Action #2 – Digital-First Communities

At DigitalHQ we believe that the future of our economies in Europe needs to be local and distributed. To optimise the best use of the fabric of our countries we need to use digital growth to create symbiotic relationships between localities, traditional small businesses and innovation-driven SMEs.

To achieve the benefits of  ’Digital First Communities’, localities need to digitally project their area as vibrant and attractive locations in which innovation-driven SMEs can thrive. Traditional SMEs need to maximise the use of digital to increase their reach and capture rate while local groups need to be created to help network and retain digital talent and their businesses.

If the EU implements effective policies to mobilise these strands of activity, small businesses will no longer want to go to work in business parks, industrial estates or city centres because their staff don’t want to be there. They will instead locate in the ecosystem of supports and resources that rural towns can provide. This will benefit traditional SMEs who need the footfall of innovation-driven SME staff in their locality for the sustainability of their businesses.

Another more subtle benefit is about culture change. The pace of technological change is so rapid that some small business owners are experiencing learned helplessness and are opting out of digital growth due to an experience of “too much change in too short a period of time”.

The spillover benefit of having digital natives drop into their local traditional business for a casual chat and sharing insights on getting business from digital is at the heart of our “Digital First Communities” model. We also know that for every job that software ‘eats’ research has shown that 2.6 new jobs are created. Imagine if during that chat over coffee the traditional business owner mentions that they are reducing headcount in the shop as more sales are done online.
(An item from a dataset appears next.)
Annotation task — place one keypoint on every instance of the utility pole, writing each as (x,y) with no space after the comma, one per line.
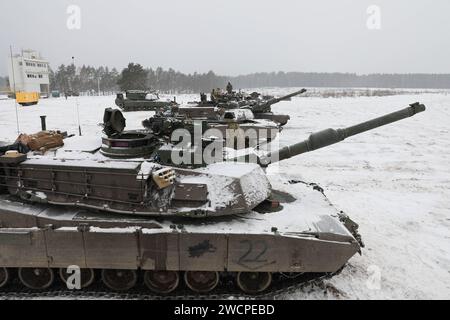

To this the digital SME owner mentions that they are looking to take on digital apprentices to meet the growing demand of their business, she asks how soon people might be available to start?

Creating fusion between traditional and digital SMEs in ’Digital First Communities’ can create long term sustainable jobs in rural communities.

Creating synergies between traditional businesses and innovation-driven SMEs

This imagined conversation illustrates the fact that we must seek to create synergies between traditional SMEs (the dry cleaner, the bakery, the tour guide) and Innovation Driven SMEs at the most local level possible to help future-proof traditional small businesses within their localities. At the macro level, this strategy can help reduce an economy’s dependence on a small number of mobile multinational corporations (MNCs) for economic growth.

Empowering local and distributed centres of employment will enable regional communities to retain tech talent in localities and enable SMEs to better compete for that talent. These innovation-driven SMEs can also revitalise vacant buildings; our digital growth living lab in Dun Laoghaire is located in vacant space in a 19th-century listed building.

With support and leadership from the EU, many localities, from neighbourhoods and villages to towns and regions, can start to take a grassroots-up, holistic approach to creating indigenous engines of growth at the heart of their communities as they plan their post-pandemic futures.